IRVING, Texas, Jan. 22, 2019 /PRNewswire/ — Vistra Energy Corp. (NYSE: VST) (the “Company” or “Vistra Energy”) announced today the launch of a private offering (the “Offering”) of $700 million aggregate principal amount of senior notes due 2027 (the “Notes”) to qualified institutional buyers pursuant to Rule 144A under the Securities Act of 1933, as amended (the “Securities Act”), and to certain non-U.S. persons in accordance with Regulation S under the Securities Act. The Notes will be senior, unsecured obligations of Vistra Operations Company LLC, a Delaware limited liability company and an indirect, wholly owned subsidiary of the Company (the “Issuer”). The Notes will be fully and unconditionally guaranteed by certain of the Issuer’s current and future subsidiaries.
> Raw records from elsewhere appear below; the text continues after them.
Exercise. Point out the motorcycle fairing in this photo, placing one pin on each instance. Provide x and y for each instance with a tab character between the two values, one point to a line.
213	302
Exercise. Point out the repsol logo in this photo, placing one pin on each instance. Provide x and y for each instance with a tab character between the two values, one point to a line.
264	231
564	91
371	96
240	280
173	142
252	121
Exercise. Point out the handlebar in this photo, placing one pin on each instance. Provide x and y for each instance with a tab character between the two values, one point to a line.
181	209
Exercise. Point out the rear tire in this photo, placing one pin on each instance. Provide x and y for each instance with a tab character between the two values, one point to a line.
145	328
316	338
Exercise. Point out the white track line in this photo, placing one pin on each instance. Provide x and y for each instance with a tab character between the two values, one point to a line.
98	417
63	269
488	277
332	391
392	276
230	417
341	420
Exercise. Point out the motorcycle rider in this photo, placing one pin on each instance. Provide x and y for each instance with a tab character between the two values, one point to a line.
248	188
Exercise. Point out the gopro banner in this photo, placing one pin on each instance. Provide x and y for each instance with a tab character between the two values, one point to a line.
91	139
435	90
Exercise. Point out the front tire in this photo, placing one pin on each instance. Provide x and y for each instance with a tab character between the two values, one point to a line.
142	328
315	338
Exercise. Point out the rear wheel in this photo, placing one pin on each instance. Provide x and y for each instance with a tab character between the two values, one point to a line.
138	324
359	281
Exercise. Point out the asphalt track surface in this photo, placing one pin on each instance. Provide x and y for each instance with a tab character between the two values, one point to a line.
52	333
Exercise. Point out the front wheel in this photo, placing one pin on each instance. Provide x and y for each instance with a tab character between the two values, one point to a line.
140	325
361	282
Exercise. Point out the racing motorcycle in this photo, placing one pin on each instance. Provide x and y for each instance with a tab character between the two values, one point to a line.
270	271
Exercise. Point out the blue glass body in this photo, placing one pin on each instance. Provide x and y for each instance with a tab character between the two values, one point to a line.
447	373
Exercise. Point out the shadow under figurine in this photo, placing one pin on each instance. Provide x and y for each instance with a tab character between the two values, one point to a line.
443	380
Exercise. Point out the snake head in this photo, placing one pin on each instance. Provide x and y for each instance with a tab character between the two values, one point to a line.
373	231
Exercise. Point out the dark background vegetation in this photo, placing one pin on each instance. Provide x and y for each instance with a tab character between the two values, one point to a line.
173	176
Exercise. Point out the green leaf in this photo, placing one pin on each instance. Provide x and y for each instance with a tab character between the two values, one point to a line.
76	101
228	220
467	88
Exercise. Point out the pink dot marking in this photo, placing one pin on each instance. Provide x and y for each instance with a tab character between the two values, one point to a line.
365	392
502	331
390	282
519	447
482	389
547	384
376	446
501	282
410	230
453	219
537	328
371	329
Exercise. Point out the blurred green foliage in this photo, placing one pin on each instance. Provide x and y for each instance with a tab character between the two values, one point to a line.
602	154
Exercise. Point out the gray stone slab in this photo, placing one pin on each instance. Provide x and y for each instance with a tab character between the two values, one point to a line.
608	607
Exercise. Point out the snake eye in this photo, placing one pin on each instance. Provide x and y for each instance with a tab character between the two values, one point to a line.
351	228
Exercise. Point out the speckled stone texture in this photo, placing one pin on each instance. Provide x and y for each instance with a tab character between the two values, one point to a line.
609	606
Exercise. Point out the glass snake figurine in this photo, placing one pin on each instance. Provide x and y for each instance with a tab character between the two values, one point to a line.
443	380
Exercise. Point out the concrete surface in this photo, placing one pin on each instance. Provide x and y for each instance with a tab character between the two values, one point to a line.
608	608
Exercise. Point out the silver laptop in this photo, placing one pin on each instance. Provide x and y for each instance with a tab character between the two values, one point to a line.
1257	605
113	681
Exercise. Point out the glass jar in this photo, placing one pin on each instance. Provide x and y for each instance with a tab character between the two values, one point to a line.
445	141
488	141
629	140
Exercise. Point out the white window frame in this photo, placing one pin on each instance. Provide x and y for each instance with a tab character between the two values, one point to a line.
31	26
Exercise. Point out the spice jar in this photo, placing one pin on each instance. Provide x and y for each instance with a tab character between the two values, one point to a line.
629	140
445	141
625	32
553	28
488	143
The Company intends to use the proceeds of the Offering (i) to purchase and/or redeem for cash outstanding 7.375% Senior Notes due 2022 issued by Dynegy Inc., as predecessor to Vistra Energy, (ii) to pay fees and expenses related to the Offering and (iii) for general corporate purposes.
The Notes will not be registered under the Securities Act or any state securities laws and may not be offered or sold in the United States absent registration or an applicable exemption from such registration requirements.